I’ve been researching a bit recently why my devices seem to take ages to find each other over the Internet, or even locally for Android devices with broken local discovery. Now I think I found the culprit and I suppose the connection loop handling should be adjusted to avoid such delays.
I once configured a discovery server on a company LAN to rendezvous with other devices on that network without internet access (blocked by firewall for the respective network segment). Added that to each of those devices, as well as to my laptop (daily-use developer machine). While on that company LAN, it worked perfectly fine. Now I’m seldomly connected to that company network, working from a different location and usually don’t have the VPN active. So the custom global discovery server address is usually unreachable.
There are 40 remote devices configured on that laptop and judging from the logs, it takes about half a minute per device before it notices the discovery server isn’t available. Lookups on the other (default) global discovery servers seem to be interspersed, but usually I only see them mentioned in the discover
debug facility when the lookup fails as well (e.g. with a 404 Not Found
error). I haven’t clearly identified a pattern what happens in which order, but it appears to be waiting for each remote device to fail the discovery server lookup once, only then goes to the next round of trying to connect, this time asking a different server.
I’ve already tried reducing the reconnectionIntervalS
option from 60 to 10 seconds, which helped a bit, but the whole dance still takes easily 15 to 20 minutes before some connections are made. Even one remote device which has an explicit tcp://...
address set in addition to dynamic
won’t connect faster.
Removing the “broken” / unreachable discovery server from the config vastly speeds up the initial connections.

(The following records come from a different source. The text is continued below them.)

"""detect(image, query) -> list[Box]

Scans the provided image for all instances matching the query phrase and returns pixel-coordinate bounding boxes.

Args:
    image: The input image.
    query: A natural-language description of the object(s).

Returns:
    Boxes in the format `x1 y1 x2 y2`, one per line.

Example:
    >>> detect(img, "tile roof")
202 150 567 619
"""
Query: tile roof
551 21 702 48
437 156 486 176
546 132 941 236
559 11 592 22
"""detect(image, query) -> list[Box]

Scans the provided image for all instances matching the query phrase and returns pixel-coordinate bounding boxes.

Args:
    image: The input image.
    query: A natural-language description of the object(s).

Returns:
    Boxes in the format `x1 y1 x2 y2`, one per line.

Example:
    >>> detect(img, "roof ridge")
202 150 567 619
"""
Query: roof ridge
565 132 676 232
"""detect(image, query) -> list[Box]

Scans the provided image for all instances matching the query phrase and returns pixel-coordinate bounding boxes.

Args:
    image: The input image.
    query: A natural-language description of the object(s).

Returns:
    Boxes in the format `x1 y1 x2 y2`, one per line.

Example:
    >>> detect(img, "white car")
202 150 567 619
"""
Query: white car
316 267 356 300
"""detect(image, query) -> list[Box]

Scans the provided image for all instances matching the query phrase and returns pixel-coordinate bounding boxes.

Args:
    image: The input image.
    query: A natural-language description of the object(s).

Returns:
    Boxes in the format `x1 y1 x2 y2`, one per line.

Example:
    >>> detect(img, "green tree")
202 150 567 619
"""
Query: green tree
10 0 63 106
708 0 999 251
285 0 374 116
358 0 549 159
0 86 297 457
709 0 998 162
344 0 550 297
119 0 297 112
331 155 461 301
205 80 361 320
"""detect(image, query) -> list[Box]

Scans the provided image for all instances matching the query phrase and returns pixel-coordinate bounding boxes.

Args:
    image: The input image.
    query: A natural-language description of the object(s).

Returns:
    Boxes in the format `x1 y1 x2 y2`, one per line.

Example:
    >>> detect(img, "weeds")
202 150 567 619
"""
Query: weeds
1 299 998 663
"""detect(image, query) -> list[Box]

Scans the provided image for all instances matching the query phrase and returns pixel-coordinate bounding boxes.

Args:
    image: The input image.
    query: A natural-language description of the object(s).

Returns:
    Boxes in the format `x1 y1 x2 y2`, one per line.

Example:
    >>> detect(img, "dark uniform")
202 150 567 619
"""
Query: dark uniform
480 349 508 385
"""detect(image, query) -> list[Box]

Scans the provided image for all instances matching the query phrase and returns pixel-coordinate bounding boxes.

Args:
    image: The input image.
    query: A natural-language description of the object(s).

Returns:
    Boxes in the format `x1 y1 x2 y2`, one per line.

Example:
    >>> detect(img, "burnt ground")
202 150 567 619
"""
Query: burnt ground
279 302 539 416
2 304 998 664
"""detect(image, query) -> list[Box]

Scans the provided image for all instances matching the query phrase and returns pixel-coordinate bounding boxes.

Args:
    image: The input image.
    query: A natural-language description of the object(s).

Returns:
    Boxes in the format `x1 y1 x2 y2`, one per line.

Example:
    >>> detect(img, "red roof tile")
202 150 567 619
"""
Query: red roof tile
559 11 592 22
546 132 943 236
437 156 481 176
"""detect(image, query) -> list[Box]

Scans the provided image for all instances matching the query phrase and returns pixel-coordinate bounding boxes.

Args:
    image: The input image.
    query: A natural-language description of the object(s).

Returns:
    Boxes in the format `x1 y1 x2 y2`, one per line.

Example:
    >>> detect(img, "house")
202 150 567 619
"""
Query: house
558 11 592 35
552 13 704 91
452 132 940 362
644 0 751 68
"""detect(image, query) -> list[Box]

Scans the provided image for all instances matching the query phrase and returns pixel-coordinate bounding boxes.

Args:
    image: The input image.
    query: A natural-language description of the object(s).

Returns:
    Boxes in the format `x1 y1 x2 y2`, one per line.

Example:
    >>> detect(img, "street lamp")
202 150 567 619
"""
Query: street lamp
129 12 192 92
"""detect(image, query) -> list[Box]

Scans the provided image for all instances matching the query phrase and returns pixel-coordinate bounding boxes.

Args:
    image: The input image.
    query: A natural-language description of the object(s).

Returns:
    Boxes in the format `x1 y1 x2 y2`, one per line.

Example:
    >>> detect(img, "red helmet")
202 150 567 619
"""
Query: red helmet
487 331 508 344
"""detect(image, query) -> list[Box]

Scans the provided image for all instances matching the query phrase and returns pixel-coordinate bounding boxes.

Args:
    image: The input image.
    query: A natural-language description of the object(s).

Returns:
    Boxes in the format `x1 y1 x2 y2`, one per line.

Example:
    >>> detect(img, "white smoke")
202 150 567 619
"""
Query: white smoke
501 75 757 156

So apparently some things are serialized and delayed by waiting for timeout errors, where the discovery lookups should be handled in parallel. I haven’t grokked the code enough yet to pinpoint it myself, so hoping someone with better knowledge of the “connection loop” concept can explain what’s going on. I’d even classify this as a bug, because the intention is to attempt many connections in parallel, possibly replacing “worse” ones regularly. If any one of several discovery servers is unreachable, that shouldn’t significantly slow down the process, but failover / connect redundantly to the other discovery servers.